Research Discussion Paper – RDP 9210 A Contingent Claim Analysis of Risk-based Capital Standards for Banks


Many countries are implementing capital adequacy standards developed under the auspices of the Bank for International Settlements (BIS), which explicitly link each bank's minimum capital-to-asset ratio to the riskiness of its operations. In this paper, we use a contingent claim framework to examine the general questions of what goals a risk-based capital framework might be designed to achieve and how risk-based standards might be expected to influence bank behaviour. We identify two related but distinct regulatory policy goals, and derive a capital adequacy rule to achieve each goal: a liability-value (LV) rule designed to limit the contingent liability borne by the deposit guarantor per dollar of deposits; and a failure-probability (FP) rule designed to limit the probability of bank insolvency. We show that an LV rule is likely to push banks toward low-risk, low-capital combinations, whereas an FP rule is likely to encourage high risk and high capital ratios. The results suggest that restrictions on bank asset holdings and on overall financial leverage may be desirable in conjunction with risk-based capital standards.

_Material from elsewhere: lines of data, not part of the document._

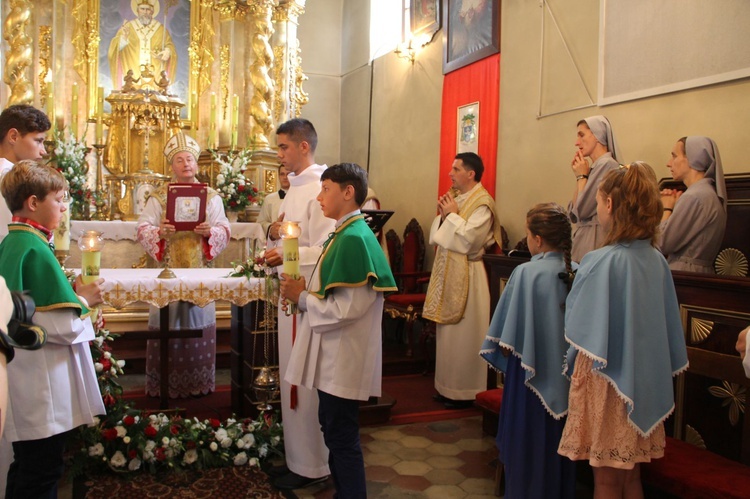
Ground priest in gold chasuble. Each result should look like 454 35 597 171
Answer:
137 133 230 398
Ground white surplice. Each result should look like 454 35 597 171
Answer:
430 184 493 400
268 165 336 478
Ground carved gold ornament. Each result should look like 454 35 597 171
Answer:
39 26 52 108
708 381 745 426
249 0 274 148
3 0 34 106
714 248 747 277
690 318 714 345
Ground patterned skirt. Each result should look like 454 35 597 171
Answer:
558 353 666 469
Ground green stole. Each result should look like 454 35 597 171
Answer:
0 223 89 317
311 215 398 299
422 185 502 324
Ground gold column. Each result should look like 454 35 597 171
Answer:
249 0 276 149
3 0 34 106
273 0 309 123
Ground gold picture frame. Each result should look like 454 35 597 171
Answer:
72 0 215 128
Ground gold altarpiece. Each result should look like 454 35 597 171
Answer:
0 0 307 220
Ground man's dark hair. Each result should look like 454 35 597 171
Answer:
455 152 484 182
276 118 318 152
0 104 52 142
320 163 367 206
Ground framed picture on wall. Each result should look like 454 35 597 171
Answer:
456 102 479 154
442 0 500 74
409 0 441 39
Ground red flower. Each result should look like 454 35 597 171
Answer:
102 428 117 441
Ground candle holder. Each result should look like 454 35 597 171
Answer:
156 236 177 279
78 230 104 284
91 144 109 220
279 221 302 315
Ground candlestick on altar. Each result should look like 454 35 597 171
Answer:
91 144 109 220
279 221 302 315
95 87 104 144
208 92 218 149
70 82 78 138
78 230 104 284
53 196 70 274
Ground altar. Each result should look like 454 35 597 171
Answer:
65 220 266 269
100 268 277 409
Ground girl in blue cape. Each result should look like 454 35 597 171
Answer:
558 162 688 498
480 203 575 499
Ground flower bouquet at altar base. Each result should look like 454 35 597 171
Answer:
211 149 263 211
232 250 269 279
50 129 92 220
68 308 283 477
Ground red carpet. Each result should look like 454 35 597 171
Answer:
123 385 232 421
383 374 480 425
123 374 480 425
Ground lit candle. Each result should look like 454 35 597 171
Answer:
208 92 217 149
70 82 78 137
95 87 104 144
279 221 302 315
54 201 70 251
78 230 104 284
47 80 55 123
231 94 240 151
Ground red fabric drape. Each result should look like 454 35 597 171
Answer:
438 54 500 197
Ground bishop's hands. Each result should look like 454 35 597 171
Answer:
279 273 306 312
438 191 458 221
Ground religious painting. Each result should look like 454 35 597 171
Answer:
409 0 440 39
443 0 500 74
456 102 479 154
98 0 195 118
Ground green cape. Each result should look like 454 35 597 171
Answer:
0 223 89 316
311 215 398 298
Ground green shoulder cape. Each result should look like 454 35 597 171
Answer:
311 215 398 298
0 223 89 316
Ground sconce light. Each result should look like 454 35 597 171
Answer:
393 35 432 64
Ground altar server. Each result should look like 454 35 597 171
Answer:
265 118 335 489
136 132 230 398
281 163 397 499
0 160 105 498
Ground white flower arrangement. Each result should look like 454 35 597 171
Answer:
211 149 263 211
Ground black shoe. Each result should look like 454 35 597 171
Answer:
443 400 474 409
273 471 328 490
263 464 291 478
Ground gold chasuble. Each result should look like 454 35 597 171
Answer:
422 185 502 324
151 184 219 269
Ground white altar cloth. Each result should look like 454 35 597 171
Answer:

We then consider the extent to which the BIS standards reflect either an FP or an LV approach to capital regulation. The BIS standards assign risk weights to various types of assets, and establish a minimum ratio of capital to the sum of risk-weighted assets. We find that a BIS-type standard with appropriately chosen weights could be an extremely close approximation to a rule designed to achieve either goal, but that the actual weightings contained in the accord are most consistent with an FP rule. However, we show that the weight assigned to riskless assets should be negative if regulatory goals make an LV rule desirable; we also find that under either LV or FP rules the weight given to risky assets probably should be substantially higher than established in the BIS agreement. The optimal weights also depend on the typical range of risks in bank portfolios. Since this range may vary from one financial system to the next, it may be desirable to retain a degree of national discretion in setting the precise weightings.